Selon les recommandations des vétérinaires, les nouveaux adoptants auraient dû prioriser un examen dans une clinique vétérinaire afin de le faire vacciner.

Acheter un animal et manquer de budget

PICOTTE / Juin 2016, un jeune couple déménage au Saguenay dans son premier appartement. N'ayant pas le droit aux chiens, ils se rendent à l'animalerie près de chez eux pour adopter des hamsters.
Retournant souvent à cet endroit pour voir les animaux, le 17 mars, en allant acheter des gâteries pour leur chaton adopté quelques mois auparavant, ils tombent sous le charme d'un joli chiot. « On déménage de là dans un mois et notre nouvel appartement accepte les chiens », réfléchissent les amoureux des animaux.
« C'est un beau croisé golden et labrador de huit semaines. Le dernier d'une portée de cinq. Il est en santé et, à part les vaccins, vous n'aurez aucune dépense à faire », mentionne la vendeuse. N'ayant pas prévu cette dépense dans leur budget, le couple débourse 370$ sur un coup de tête. Le montant inclut le chien, la cage, les jouets et la nourriture. Ils n'ont aucune idée des frais de vaccinations et de l'importance de la stérilisation. Ils ne se soucient pas non plus de leur milieu de vie pour un chien dont ils ignorent que le poids adulte dépassera les 70 livres.

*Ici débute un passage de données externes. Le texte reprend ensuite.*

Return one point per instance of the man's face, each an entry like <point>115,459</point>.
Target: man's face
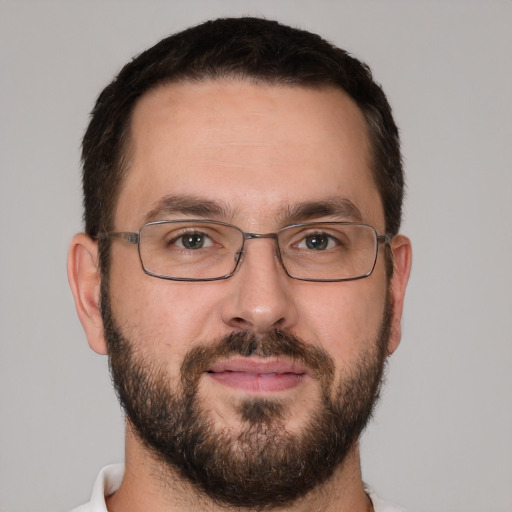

Selon les recommandations des vétérinaires, les nouveaux adoptants auraient dû prioriser un examen dans une clinique vétérinaire afin de le faire vacciner. « J'ai souvent des clients qui ont mis tout l'argent sur l'achat du chien et qui n'ont plus le budget pour les frais suivants. Souvent même, ils le font reproduire pour récupérer l'argent du coût du chien », constate une vétérinaire du Lac-Saint-Jean. Le jeune couple est si énervé qu'ils retardent cette visite et socialisent leur chiot en l'amenant chez des amis qui ont des chiens. Certains les mettent même en doute sur le croisement de leur animal.
Une semaine après l'adoption du chiot, même si ce dernier semble en bonne santé, les propriétaires se présentent à une clinique vétérinaire pour un simple examen. Un montant de 160$ s'en suit et le chien n'est toujours pas vacciné.
Facebook
Dans un groupe Facebook, l'adoptante publie ce message : « Bonjour, il y a une semaine j'ai acheté mon chiot à l'animalerie. On m'a dit qu'il était vermifugé, qu'il n'avait pas de problème et que c'était un golden labrador. Le problème est que mon chien est un rottweiler mélangé. Le vétérinaire m'a dit qu'il n'a pas été vermifugé, qu'il a du sang dans ses urines, il a des parasites et a un taux élevé de sucre dans le sang. Qu'est-ce que je peux faire contre la vendeuse qui nous a fait de la fausse publicité et qui nous a vendu un chien plein de problèmes ? »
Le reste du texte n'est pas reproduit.